The mail contains an excel file with a password and can only be opened if you know the answer to the above.
Just for the hell of it I entered the problem into my old genetic expression evolver:
http://rogeralsing.com/2008/02/07/genetic-programming-math/
The application is based on genetic programming and does use genetic crossover and a real population (unlike my EvoLisa sample).
The problem was described like this:
problem.Cases.Add(new Case(2, 3, 10));
problem.Cases.Add(new Case(7, 2, 63));
problem.Cases.Add(new Case(6, 5, 66));
problem.Cases.Add(new Case(8, 4, 96));
The first and second arguments are variable values and the last argument is the expected output.
And here is the output of the application:
As you can see on the screenshot, the application have solved the equation in 250 generations (a few milliseconds).
That’s probably faster than you solved it ;-)
PS.
If it makes you feel better, I didn’t solve it at all, I go into fetus position on the floor when I see math problems ;-)
//Roger
Roger Johansson Blog 
That was very interesting. Nature and computers never get bored or frustrated and can do factorial expansions without wondering whether they should doing something else that is more fun.
When I looked at the link to genetic-programming-math, I discovered this link to the image is 404 for genmath41.gif.
Gbrainy, which is a Google program of logic games, has some interesting problems.

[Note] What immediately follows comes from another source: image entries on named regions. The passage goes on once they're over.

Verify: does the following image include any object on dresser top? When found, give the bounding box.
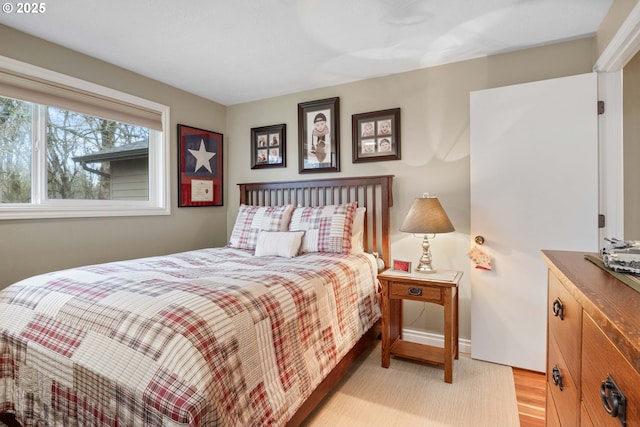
[600,238,640,275]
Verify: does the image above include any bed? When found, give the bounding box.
[0,176,392,427]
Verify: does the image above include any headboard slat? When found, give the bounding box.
[238,175,393,266]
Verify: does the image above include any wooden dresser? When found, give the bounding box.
[542,251,640,427]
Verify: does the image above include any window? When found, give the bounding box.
[0,57,170,219]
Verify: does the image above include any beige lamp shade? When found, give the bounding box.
[400,197,455,234]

It is frustrating to play games against the computer, especially if they are solved games and thus the computer knows at each step of the tree, how to rate its opponent.
x(x+y) … 9*(9+7) = 144
I used a slightly different formula to come up with the same answer. I didn’t write a program, but just used some trial and error to come up with ways to manipulate the numbers alone and together to see if they would have the same result. It probably took me about 10 minutes. Definitely slower than the solver you used. My formula was:
x^2 + x*y = answer
so 2^2 + (2)*(3) = 4 + 6 = 10
and 7^2 + (7)*(2) = 49 + 14 = 63
etcetera
therefore 9^2 + (9)*(7) = 81 + 63 = 144
Nice to see this one again! I remember very well when I tested this. Truly impressive.
Hi Rusty,
Actually I did’t write program too.
My math solving was different:
First I realize that result is divided exactly on x+y … and result is x … so formula is x(x+y) … because of simpler calculation this took me minute or two to solve it.
But when I try gbrainy I found that I am not so smart :D
(wow … sentence wit 3 time I … tc tc tc)
Roger,
Just curious but have you considered using the Expression Trees introduced in C# 3.0 for building the operators and Math Function?
Did you really write that code in less than 30 sec??? – that’s truly amazing! ;-P
hi,
i’m newbie in c#, are you using any control parameters within this program (crossover, mutation probability, max generation, etc)
Figured it out after a few minutes.
But ah, being a programmer. Why solve a Sudoku when you can program a Sudoku solver?